When I first considered cloth diapers, I was shocked at how much they were! How could a diaper that costs 15-18 dollars really save me money in the long run? Cloth diapering does require a larger initial outlay of money than disposables. Over time though, it really does pay off.
In the newborn stages, babies can go through 10 diapers (or more) a day. Just about the cheapest I was ever able to find newborn-sized diapers was 20 cents a piece. That's about 2 dollars a day, or $60 a month. Even a very economical disposable at 12 cents a piece would run $36 a month.
As babies get older, they tend to need less diapers. What I noticed is that disposables cost more per diaper as the size increases. Even at a really good sale price of 15 cents a diaper, they are going to cost about $30 a month.
Some people change their children less often to save money on disposables. Yes, they hold a lot, but should they? How often would YOU want your diaper changed? This is clearly not a way to save money!
At $30 (at least a month) for 30 months (assuming a potty-training age of 2 1/2), disposables cost at least $900. You can cloth diaper a baby in prefolds and covers for about $300 dollars birth-potty-training. If you wanted to use the more expensive diapers that are most like disposables, you could still get a good one-size package for less than $500. Sized diapers cost more, as you need to buy multiple sizes.

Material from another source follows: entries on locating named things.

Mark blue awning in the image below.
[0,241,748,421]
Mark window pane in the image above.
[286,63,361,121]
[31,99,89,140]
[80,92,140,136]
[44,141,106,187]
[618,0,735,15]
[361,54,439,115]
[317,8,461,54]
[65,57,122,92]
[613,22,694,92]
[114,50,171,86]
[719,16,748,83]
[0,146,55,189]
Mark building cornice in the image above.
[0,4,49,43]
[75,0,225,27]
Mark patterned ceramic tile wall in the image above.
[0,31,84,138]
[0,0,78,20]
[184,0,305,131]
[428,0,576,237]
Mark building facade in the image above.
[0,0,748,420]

Even spending $400x 3 sizes, you'd spend $1,200 and still come out ahead.
How is that?
You can use your diapers for the next child! Even buying sized diapers for a greater cost, you'd still save money if you used these diapers on another child.
But wait-it gets better!
There is a large market for used diapers. You could save money off the initial cost by buying used. If that's not for you, you can still recoup some of your initial investment by selling the diapers when you are done with them.
It is these two factors-resuability and resale value that turn cloth diapering from a good deal to a great one.
Still having trouble making that initial purchase? Here are some tips:
1.Before the baby, set aside $30-60 a month. This is what you'd be spending on disposables. By 8 months, you'd have at least $240 dollars to buy a simple prefold set or most of a one-size set.
2. Start small. Buy 2 or 3 diapers each month until you have enough to cloth diaper full-time.
3. Buy used! You would be able to spend about 30-50% less on the diapers than you would buying new.
4. Shop sales. Think of what you want and watch for some good deals. Contact cloth diaper stores about what you'd like to buy and see if they can create a package deal for buying in bulk. I have some diaper packages in my store that can lower the cost of cloth diapering.
While I may have answered some financial questions, you may have even more (What are prefolds? Pockets? Ahhhh!) Don't worry! It really is simple, and I'll go over more of the details in another post.